Turquoise Pinky Bling

Turquoise pinky ring

The extra day off this week for Veteran's Day gave me some welcome time at my jewelry bench at home to work on a few projects. A loose turquoise cabochon (a gift from my aunt) had been kicking around my boxes for quite some time and so I decided to brush off some of the skills from my jewelry classes in Turkey to make a domed pinky ring. 

I miss my weekly Sunday jewelry class in Turkey, not only for the camaraderie and Turkish language bath my ears would get as a result, but also for the designated time and space it gave me to create and practice.
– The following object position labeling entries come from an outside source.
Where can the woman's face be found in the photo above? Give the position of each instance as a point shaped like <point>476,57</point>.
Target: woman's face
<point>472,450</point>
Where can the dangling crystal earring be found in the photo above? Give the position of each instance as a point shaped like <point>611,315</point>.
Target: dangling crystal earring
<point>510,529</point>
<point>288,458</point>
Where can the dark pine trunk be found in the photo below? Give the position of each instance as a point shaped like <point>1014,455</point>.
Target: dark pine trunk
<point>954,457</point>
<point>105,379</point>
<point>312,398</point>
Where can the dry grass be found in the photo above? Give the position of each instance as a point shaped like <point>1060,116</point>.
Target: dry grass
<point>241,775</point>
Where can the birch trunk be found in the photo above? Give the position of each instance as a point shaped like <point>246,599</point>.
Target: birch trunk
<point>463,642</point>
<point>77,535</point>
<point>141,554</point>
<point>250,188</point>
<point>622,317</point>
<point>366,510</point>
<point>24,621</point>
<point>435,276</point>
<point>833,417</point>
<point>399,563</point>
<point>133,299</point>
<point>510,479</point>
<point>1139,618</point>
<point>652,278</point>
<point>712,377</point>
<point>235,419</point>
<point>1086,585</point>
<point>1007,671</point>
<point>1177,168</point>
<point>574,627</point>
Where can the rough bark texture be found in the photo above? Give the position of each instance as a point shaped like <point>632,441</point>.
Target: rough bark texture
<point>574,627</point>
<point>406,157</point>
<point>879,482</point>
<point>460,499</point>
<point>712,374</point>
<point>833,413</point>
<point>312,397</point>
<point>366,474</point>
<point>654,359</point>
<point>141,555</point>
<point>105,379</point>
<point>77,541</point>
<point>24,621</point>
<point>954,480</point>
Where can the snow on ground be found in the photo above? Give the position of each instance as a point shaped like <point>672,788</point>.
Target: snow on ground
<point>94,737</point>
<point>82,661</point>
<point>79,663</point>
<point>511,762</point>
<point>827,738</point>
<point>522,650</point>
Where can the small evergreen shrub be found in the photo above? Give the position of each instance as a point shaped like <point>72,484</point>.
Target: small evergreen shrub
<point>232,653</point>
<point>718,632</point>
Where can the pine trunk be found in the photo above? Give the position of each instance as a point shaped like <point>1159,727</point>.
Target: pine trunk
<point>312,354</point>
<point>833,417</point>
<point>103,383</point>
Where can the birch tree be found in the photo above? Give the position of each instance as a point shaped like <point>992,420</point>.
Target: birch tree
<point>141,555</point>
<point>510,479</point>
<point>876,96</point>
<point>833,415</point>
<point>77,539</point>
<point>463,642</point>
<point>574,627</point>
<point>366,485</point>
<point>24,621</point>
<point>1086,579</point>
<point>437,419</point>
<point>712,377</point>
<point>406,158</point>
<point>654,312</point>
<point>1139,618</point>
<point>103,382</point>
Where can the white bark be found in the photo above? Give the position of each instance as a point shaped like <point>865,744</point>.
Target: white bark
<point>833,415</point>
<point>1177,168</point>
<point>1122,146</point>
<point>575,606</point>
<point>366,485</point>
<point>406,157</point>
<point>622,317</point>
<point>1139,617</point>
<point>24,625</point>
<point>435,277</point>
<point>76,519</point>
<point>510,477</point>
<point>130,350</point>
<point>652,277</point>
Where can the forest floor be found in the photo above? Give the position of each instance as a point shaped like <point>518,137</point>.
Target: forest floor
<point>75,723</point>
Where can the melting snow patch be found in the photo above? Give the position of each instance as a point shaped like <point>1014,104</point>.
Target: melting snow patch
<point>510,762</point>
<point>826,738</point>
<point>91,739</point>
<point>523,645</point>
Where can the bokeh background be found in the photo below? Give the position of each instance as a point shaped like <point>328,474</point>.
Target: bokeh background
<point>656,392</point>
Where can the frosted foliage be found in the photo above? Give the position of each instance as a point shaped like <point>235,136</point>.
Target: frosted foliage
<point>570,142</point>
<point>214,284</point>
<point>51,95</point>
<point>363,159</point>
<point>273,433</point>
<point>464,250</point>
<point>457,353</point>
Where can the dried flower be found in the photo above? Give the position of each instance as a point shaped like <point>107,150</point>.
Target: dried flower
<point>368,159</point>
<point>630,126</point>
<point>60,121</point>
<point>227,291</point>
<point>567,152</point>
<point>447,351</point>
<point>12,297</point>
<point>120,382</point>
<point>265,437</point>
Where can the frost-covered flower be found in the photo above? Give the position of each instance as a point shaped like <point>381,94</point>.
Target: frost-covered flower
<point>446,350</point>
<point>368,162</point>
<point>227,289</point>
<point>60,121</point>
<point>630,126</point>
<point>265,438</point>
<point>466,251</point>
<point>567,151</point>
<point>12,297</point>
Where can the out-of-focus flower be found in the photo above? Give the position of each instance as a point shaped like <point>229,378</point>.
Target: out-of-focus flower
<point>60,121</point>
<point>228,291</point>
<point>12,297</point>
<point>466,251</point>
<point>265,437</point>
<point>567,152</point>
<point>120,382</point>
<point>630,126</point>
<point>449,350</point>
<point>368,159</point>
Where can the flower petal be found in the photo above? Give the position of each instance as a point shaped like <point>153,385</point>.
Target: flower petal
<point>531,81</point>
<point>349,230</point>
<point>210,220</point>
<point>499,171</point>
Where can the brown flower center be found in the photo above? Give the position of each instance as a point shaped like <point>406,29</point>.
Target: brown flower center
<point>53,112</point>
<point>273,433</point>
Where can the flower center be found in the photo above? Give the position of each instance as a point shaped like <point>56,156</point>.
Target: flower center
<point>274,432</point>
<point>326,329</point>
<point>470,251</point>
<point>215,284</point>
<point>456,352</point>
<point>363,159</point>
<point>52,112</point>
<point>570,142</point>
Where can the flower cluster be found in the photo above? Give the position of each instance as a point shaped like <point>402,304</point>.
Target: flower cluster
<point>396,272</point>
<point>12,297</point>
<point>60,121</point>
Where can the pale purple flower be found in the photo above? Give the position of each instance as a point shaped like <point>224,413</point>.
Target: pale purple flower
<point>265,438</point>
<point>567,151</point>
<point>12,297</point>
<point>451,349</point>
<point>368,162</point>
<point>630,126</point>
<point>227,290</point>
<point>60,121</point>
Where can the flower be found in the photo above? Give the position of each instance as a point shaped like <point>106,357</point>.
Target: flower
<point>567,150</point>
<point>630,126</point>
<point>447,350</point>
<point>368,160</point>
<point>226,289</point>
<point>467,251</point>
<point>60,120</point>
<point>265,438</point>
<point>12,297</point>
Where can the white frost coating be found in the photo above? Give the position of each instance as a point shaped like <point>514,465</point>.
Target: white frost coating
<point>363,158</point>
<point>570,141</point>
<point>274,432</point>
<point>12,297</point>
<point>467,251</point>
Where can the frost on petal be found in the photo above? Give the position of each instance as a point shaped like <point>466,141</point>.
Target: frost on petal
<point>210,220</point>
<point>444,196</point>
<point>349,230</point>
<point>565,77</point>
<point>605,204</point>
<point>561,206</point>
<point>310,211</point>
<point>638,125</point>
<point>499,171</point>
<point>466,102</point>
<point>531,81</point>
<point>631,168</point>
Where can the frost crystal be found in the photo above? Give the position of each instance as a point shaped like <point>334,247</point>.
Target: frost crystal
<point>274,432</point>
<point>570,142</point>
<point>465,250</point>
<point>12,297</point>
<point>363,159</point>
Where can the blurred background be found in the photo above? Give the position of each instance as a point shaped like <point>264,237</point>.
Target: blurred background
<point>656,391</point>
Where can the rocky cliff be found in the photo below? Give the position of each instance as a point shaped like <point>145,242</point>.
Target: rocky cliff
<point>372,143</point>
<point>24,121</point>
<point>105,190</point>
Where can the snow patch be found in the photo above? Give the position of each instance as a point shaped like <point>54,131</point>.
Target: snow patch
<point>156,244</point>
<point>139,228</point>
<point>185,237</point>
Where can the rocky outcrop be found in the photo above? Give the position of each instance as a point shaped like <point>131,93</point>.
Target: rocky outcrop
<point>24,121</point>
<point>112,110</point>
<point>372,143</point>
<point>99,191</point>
Now that I am far away from Istanbul, I must create my own discipline, and although time is always a struggle, it has pushed me to problem-solve in ways I would not have with my teacher readily available to help me through hiccups and demo any tricky skills. 

For the pinky ring, I looked back to one of the first styles I had learned to make- one that my teacher called "karpuz yüzük", or "watermelon ring" for it's vaulted dome that tapered to a thinner part under the finger. Once I started making the ring— measuring it out, cutting the stretched diamond-like shape of the band, soldering, and filing— I was happy to find that these actions felt like second nature. Much like riding a bike or sipping a çay, these movements repeated again and again, Sunday after tireless Sunday flowed through my fingers. Like a channel from Istanbul to Chicago, the knowledge I had learned connected me back to the small studio, where my teacher shared the lessons he had in turn inherited from his teachers and a life of practice— a channel to a very deep pool.  

When it came time to set the stone, I realized I didn't have the right tools and so improvised to curve and burnish the bezel. Polishing with my flex shaft was entirely new and took a little trial and error to figure out. The process made me realize the areas that I still need to seek to better understand and the tools that I still need to do the job well. Still, I was encouraged by the completion of my new pinky ring. One of my biggest fears about leaving Istanbul and my jewelry class had been to lose an important creative outlet and the guidance of my teacher. Now I realize that while in Istanbul, I built a strong foundation that I carried back with me—a wonderful gift that I can continue to tap into and strengthen.